The Atlanta premiere was somewhat more low key. It was shown, last month, just before Maariv, or the evening service on Tisha B’Av, at Congregation Beth Tefillah in Sandy Springs. No red carpet, no paparazzi, no scantily clad starlets, just a sparse crowd sitting on hard back chairs who gathered on this saddest of Jewish observances that marks the Temple’s demise.

Some, like Ari Sollish, the Chabad rabbi who briefly introduced the film, came with the hope that this film might shed some important light on an event that arguably ranks right up there with the Exodus in its influence on our lives as modern Jews.

“We, as Jews, can withstand threats from the outside,” Rabbi Sollish said. “So long as we are cohesive on the inside, as long as we stand together within, we can withstand challenges from without. But when we are fractured within, then it takes only a little bit of pressure from the outside to allow the whole structure to crumble. This is a truth of history.”

According to tradition, The Temple was destroyed by sinat chinam, or in English, “mindless hate.” It was a condition not unlike what exists today, where divisions between Jews are often so deep and intractable that we actively work to undermine those with whom we disagree. In a thoughtful interview with Mizrachi, the online journal of the religious Zionist movement, the director of film, Gidi Dar, who is a secular Jew, is quick to point out the modern-day parallels.

“In the movie,” Dar says, “we also try to depict how all the different groups have some truth to them, but they were right all the way until the destruction. For society to function, groups have to be able to compromise to work together.

His creative partner in the project, Shuli Rand, who is observant, co-wrote the script and says that the tragedy they portrayed is rooted in how Jews 2,000 years ago were riven with hatred, made even more bitter by economic and religious differences.

“The message is how we destroyed ourselves from within,” Rand emphasizes. “We include that in the movie, that at one point the Romans delayed their attack, because the Jews were weakening themselves from within!”

Despite its rather prosaic title, “Legend of Destruction,” or in Hebrew, Agudat Churban, tells its story of ancient Israel coming apart in an epic cataclysm.

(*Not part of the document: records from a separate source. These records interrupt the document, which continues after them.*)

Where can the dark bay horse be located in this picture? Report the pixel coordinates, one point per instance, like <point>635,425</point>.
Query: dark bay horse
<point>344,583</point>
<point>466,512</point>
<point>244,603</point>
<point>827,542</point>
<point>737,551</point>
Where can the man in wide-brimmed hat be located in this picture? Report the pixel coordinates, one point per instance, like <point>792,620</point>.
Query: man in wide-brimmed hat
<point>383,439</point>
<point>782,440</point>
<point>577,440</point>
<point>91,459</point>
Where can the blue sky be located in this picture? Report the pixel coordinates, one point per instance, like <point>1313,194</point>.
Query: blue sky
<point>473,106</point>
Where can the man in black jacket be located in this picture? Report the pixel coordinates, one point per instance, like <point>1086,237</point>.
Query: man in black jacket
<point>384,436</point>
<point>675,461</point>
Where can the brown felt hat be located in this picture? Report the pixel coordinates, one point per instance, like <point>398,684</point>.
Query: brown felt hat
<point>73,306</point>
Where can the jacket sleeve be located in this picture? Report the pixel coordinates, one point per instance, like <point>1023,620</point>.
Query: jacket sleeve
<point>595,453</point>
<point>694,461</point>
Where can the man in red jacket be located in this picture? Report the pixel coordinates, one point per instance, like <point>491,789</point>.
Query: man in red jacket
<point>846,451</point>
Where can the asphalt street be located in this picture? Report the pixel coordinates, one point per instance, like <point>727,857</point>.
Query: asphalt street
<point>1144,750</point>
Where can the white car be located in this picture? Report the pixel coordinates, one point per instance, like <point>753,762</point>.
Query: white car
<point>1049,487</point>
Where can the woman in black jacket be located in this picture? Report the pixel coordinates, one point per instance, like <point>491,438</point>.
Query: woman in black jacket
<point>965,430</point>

It’s a spectacular downfall created through an imaginative mix of art and sound. The story is told through 1,500 monumental works of art, created by the same team that brought to life the critically acclaimed 2008 Israeli animated documentary, “Waltz With Bashir,” about the war in Lebanon.

Much of the film takes place in an imaginative re-creation of The Temple.

During the eight years the film was being assembled, they Photoshopped and edited together their compelling narrative largely from the classic first century works of Flavius Josephus. He was a Jewish general of the period who befriended the Roman occupiers and convinced them to underwrite a history of what was called The Jewish War. It survives to this day as a Roman inspired view of history and is generally accepted as an accurate, if somewhat biased, view of the period.

For the director, Dar, though, the theme of his film is not bound by geography or time. It is not just Jews who need to think seriously of where the divisions in their society are taking them

“The story of different groups arguing, of not being able to work together, and tearing society apart from within, definitely applies to many Western countries. How did this happen? How did some of the most successful societies become so divided, their politics so extreme, and the center so weak? The story of the Churban of the Destruction is a cautionary tale not only to Israel, but to the West as a whole.”